Biochemical Journal ◽

10.1042/bj3280165 ◽

1997 ◽

Vol 328 (1) ◽

pp. 165-170 ◽

Cited By ~ 6

Author(s):

M. Celia ANTONIO ◽

C. Marta NUNES ◽

Helga REFSUM ◽

K. Abraham ABRAHAM

Keyword(s):

Amino Acid ◽

Crude Extract ◽

Trna Synthetase ◽

Synthetase Activity ◽

Enzyme Complex ◽

Homocysteine Thiolactone ◽

Initiator Trna ◽

Trna Synthetases ◽

Aminoacyl Trna Synthetases ◽

Reticulocyte Lysates

Activation of amino acid homocysteine was compared with that of methionine in rabbit crude liver extracts and purified multi-enzyme complex of aminoacyl-tRNA synthetases. Activation was studied by measuring the incorporation of radioactive amino acid into unlabelled trichloroacetic-acid insoluble materials in the absence of protein synthesis. Homocysteine synthetase activity was found in the crude extract and in the purified multi-enzyme complex of aminoacyl-tRNA synthetases. On a molar basis, the activation of methionine by the crude extract was five times higher than the activation of homocysteine. There was a partial loss of Hcy-tRNA synthetase activity in the purified multi-enzyme complex. Preliminary reconstitution experiments indicated a requirement for an additional factor for Hcy-tRNA synthetase activity. TLC of the amino acid released from tRNA charged with [14C]homocysteine, revealed radioactivity in homocysteine, methionine and homocysteine thiolactone, indicating a conversion of tRNA-attached homocysteine to methionine. Total tRNA was separated on a benzoylated cellulose column into a fraction enriched in initiator tRNA and a methionine-accepting, but initiator tRNA-deficient, fraction. Homocysteine-accepting activity was present only in the initiator tRNA-enriched fraction.
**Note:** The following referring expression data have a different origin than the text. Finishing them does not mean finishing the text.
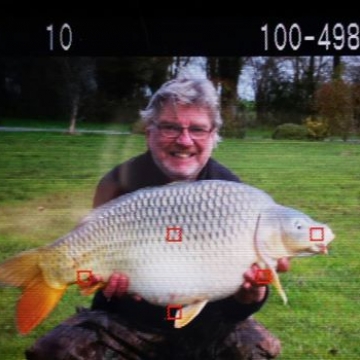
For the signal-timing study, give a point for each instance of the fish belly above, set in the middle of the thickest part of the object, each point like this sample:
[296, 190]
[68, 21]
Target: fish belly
[176, 243]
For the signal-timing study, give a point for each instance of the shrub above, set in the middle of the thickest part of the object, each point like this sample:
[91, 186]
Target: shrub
[318, 128]
[138, 127]
[290, 131]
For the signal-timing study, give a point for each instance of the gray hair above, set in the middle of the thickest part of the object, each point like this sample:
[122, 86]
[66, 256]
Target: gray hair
[185, 91]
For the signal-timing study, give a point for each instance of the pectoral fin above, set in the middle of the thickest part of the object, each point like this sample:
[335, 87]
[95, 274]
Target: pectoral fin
[185, 315]
[277, 284]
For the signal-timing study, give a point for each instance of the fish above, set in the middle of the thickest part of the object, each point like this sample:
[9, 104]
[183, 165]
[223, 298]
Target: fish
[186, 243]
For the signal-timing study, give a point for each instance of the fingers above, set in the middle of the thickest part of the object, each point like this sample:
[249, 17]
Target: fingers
[283, 265]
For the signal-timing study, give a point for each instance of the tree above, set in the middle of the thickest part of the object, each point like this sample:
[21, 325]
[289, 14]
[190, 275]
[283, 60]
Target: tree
[225, 72]
[333, 101]
[78, 81]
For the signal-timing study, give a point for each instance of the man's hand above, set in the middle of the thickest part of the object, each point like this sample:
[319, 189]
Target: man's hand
[250, 291]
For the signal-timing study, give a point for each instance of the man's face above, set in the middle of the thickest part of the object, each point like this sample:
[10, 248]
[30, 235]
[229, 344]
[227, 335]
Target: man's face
[181, 157]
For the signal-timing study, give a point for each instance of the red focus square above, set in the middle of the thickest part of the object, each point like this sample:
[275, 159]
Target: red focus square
[173, 234]
[83, 277]
[317, 234]
[170, 309]
[263, 276]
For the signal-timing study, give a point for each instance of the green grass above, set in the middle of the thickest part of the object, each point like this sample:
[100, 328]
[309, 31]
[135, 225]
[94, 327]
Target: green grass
[47, 182]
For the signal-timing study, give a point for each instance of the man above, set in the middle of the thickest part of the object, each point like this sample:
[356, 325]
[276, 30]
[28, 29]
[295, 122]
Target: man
[182, 122]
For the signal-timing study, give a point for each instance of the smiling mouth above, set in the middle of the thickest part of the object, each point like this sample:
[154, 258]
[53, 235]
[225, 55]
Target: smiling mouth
[181, 155]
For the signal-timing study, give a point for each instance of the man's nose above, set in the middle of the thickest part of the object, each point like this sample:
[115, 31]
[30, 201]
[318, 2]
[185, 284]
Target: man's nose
[184, 138]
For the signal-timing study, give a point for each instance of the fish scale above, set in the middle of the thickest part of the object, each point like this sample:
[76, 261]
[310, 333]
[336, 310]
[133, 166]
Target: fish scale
[225, 228]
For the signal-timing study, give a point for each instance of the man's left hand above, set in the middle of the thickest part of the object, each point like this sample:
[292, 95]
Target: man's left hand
[250, 291]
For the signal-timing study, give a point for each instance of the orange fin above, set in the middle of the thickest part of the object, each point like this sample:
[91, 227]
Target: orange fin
[36, 303]
[88, 290]
[38, 298]
[189, 312]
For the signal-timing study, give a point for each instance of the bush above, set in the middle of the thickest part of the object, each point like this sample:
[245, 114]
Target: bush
[290, 131]
[138, 127]
[318, 128]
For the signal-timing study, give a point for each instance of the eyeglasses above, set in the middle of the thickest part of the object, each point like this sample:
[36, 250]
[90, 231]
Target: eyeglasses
[173, 131]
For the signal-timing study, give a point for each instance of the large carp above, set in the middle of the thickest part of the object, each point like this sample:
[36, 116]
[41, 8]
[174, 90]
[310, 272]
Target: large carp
[185, 243]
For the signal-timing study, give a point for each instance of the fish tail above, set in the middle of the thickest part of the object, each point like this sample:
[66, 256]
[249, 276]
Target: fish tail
[38, 299]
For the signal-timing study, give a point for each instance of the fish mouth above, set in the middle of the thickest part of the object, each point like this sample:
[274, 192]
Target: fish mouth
[318, 249]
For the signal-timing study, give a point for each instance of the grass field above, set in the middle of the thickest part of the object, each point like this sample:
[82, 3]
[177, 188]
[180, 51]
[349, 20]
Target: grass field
[47, 182]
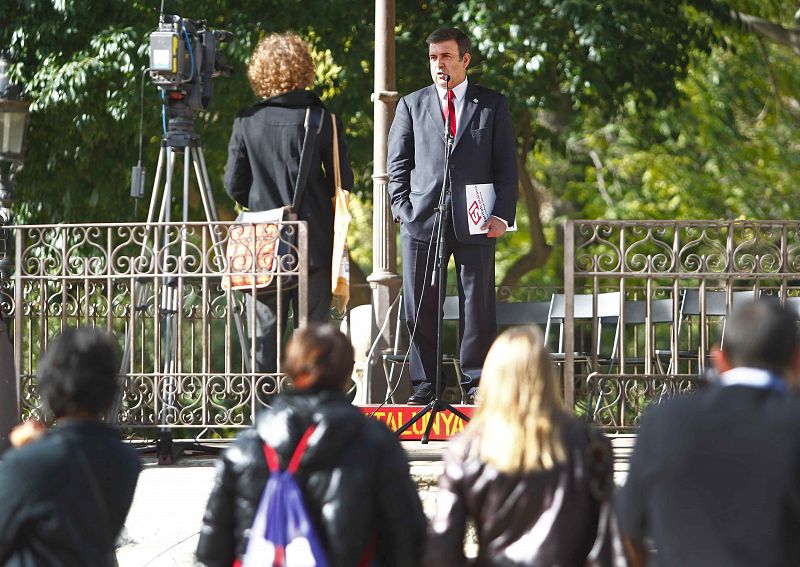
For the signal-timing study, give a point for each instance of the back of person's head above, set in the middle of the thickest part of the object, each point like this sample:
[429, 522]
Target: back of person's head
[78, 374]
[281, 62]
[517, 426]
[447, 34]
[319, 356]
[762, 334]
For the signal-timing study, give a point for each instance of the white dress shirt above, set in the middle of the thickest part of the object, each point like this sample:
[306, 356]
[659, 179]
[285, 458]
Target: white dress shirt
[460, 92]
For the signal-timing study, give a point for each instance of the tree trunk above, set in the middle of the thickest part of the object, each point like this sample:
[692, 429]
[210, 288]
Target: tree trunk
[539, 252]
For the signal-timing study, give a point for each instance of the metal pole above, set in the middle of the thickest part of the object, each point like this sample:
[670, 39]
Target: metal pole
[384, 280]
[9, 391]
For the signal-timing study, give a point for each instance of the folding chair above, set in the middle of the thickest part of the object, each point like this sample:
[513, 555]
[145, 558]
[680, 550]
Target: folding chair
[608, 305]
[398, 356]
[510, 314]
[635, 314]
[695, 314]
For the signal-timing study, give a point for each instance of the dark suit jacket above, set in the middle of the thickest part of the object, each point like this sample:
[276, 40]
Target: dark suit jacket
[264, 157]
[483, 153]
[48, 512]
[715, 479]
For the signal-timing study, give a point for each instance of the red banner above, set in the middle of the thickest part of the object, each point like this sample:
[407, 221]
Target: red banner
[444, 426]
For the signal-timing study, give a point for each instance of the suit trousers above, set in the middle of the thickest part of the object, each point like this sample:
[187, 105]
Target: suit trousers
[476, 292]
[262, 316]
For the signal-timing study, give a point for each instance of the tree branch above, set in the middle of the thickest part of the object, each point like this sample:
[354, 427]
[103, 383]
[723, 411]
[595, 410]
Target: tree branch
[766, 29]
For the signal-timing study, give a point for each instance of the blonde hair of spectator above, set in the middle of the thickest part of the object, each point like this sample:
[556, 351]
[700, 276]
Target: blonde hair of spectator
[517, 427]
[281, 62]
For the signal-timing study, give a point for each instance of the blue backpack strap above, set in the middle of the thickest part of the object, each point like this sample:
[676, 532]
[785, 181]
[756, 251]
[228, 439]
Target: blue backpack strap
[273, 463]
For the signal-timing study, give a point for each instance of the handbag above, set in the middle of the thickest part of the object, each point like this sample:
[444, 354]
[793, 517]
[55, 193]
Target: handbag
[340, 261]
[259, 244]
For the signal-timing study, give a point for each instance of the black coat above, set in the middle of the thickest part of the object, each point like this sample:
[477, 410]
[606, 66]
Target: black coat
[354, 478]
[715, 479]
[264, 158]
[49, 514]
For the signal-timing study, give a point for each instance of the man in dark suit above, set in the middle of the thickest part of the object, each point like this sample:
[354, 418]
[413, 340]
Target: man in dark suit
[483, 152]
[715, 477]
[263, 162]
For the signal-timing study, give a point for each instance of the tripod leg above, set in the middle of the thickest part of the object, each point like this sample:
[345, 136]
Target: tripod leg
[137, 290]
[201, 174]
[415, 419]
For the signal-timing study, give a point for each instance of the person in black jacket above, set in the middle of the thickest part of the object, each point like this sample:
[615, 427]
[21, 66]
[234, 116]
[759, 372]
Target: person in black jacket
[715, 476]
[354, 475]
[532, 477]
[263, 162]
[64, 496]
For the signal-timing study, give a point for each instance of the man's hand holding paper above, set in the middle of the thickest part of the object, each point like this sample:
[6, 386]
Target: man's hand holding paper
[480, 201]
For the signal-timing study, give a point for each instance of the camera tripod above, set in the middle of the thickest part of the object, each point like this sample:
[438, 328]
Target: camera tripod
[169, 287]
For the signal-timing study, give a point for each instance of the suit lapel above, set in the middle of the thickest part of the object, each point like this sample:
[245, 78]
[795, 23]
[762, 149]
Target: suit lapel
[434, 108]
[467, 112]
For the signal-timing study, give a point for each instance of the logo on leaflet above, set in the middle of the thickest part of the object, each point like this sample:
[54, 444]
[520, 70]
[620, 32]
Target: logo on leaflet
[475, 212]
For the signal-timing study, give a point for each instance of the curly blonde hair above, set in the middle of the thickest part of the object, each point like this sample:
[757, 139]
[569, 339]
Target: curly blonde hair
[518, 423]
[281, 62]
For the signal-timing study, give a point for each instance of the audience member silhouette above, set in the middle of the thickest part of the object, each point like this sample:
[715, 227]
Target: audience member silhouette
[715, 476]
[354, 475]
[65, 493]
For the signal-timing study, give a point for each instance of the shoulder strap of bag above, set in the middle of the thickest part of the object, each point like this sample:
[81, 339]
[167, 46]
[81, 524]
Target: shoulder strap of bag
[337, 169]
[97, 496]
[313, 126]
[272, 456]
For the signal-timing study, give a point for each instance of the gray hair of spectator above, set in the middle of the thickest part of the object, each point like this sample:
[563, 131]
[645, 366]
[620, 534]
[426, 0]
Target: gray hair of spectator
[79, 372]
[762, 334]
[446, 34]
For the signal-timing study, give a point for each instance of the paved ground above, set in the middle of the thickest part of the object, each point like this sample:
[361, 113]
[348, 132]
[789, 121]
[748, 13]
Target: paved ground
[164, 522]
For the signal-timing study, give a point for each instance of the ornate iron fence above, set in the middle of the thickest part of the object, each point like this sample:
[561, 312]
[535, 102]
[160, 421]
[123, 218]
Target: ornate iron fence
[187, 341]
[646, 300]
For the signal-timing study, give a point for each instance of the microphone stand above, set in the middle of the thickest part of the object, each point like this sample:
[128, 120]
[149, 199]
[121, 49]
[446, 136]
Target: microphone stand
[438, 277]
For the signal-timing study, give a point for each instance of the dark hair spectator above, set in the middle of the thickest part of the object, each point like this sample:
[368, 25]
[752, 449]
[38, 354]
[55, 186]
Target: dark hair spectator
[713, 474]
[65, 494]
[319, 356]
[78, 375]
[762, 334]
[354, 475]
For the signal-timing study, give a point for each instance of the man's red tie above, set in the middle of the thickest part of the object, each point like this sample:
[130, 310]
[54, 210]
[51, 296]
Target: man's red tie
[451, 110]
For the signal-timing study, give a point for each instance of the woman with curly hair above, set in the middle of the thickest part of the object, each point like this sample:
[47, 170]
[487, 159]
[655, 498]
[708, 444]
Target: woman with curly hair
[533, 478]
[263, 163]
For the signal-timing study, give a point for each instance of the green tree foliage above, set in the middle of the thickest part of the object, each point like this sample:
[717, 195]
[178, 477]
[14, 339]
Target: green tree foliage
[622, 108]
[82, 64]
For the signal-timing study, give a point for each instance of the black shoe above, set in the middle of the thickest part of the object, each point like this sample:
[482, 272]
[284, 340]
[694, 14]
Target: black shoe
[423, 394]
[471, 396]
Based on the above data we propose that homocysteine activation in reticulocyte lysates, reported previously, also occurs in liver. Activated homocysteine is attached to initiator tRNA and then converted to methionine by a methylating enzyme. In the absence of methylation, tRNA-attached homocysteine is hydrolysed to produce homocysteine thiolactone.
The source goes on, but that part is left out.